Mit dem Begriff Titel ist ein rechtlicher Grund gemeint. Der rechtliche Grund kann seinen Ursprung in einem Gesetz, in einem Vertrag, einem richterlichen Ausspruch oder einer letztwilligen Verfügung haben. Bestimmte Arten von Verträge sind von ihrer Natur her nicht für die Ersitzung geeignet. Das sind vorwiegend Verträge, die keinen Eigentumsübergang normieren. Das Gesetz nennt zum Beispiel geliehene Sachen. Ebenso ein Verwahrungsvertrag oder auch ein Pfandvertrag kann nicht die Grundlage einer Ersitzung sein. Zu beachten sind die oftmals sehr feinen Unterschiede zwischen den Vertragstypen. Ein Darlehensvertrag ist strikt von einem Leihvertrag zu unterscheiden. Bei einem Leihvertrag, wie z.B. Miete, ist die Sache von Anfang an nur geliehen und nur für einen begrenzten Zeitraum. Bei einem Darlehensvertrag geht das Darlehen in das Eigentum des Darlehensnehmers über. Der Darlehensgeber erhält einen Anspruch auf Zurückzahlung der Darlehenssumme. Ein Darlehensvertrag kann im Unterschied zum Leihvertrag die Grundlage für eine Ersitzung bilden.

Der Besitz muss redlich sein. Das bedeutet, dass der Besitzer aus den Umständen annehmen kann, dass die Sache rechtmäßig in seinen Besitz gelangt ist. Er darf es einerseits nicht wissen. Das würde die Redlichkeit ausschließen. Es darf aber auch ansonsten aus den Umständen nicht hervorgehen, dass die Sache rechtswidrig in die Gewahrsame des Besitzers gelangt ist. Der Besitz muss zudem echt sein. Die Echtheit ist dann gegeben, wenn die Sache nicht durch Gewalt, List oder heimlich übernommen wurde. Die Ersitzung erfolgt schlussendlich durch Ablauf der Ersitzungszeit. Die Dauer der Zeitspanne hängt von der Art der Sache ab. Bei beweglichen körperlichen Sachen beträgt die Ersitzungszeit drei Jahre. Bei unbeweglichen Sachen beträgt die Zeitspanne dreißig Jahre. Bei Rechten, die nur selten ausgeübt werden können, muss der Ersitzer beweisen, dass er die Rechte zumindest dreimal innerhalb der Ersitzungszeit von dreißig Jahren ausgeübt hat.
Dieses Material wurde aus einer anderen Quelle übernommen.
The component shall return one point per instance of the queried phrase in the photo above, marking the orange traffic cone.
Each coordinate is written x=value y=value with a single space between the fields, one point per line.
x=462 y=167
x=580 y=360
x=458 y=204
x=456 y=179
Bei der Ersitzungszeit kommt es auch noch darauf an, wem die Sache gehört, die der Ersitzung unterliegt. Ist der Eigentümer der Staat (Bund, Land oder Gemeinde) erfordert die Ersitzung beweglicher körperlicher Sachen sechs Jahre rechtmäßigen, redlichen und echten Besitz. Bei beweglichen Gegenständen, die im Eigentum von Kirchen und anerkannten Religionsgemeinschaften stehen beträgt die Ersitzungszeit ebenso sechs Jahre. Rechte an unbeweglichen Sachen, die im Eigentum des Staates oder von gesetzlich anerkannten Kirchen- und Religionsgemeinschaften stehen, können erst mit dem Ablauf von vierzig Jahren ersessen werden. Der Erwerb von Rechten an unbeweglichen Sachen durch die Ersitzung ist nur möglich, wenn diese nicht schon im Grundbuch eingetragen sind und jemand anderem zustehen.

Die Vermerkung in den öffentlichen Büchern dient der Publizität und schließt die Redlichkeit automatisch aus. Die Einsichtnahme in die öffentlichen Bücher steht jedem, der ein rechtliches Interesse daran hat offen. In bestimmten Fällen ist man zur Einsichtnahme verpflichtet bzw. muss die negativen Folgen bei Unkenntnis des Inhalts tragen.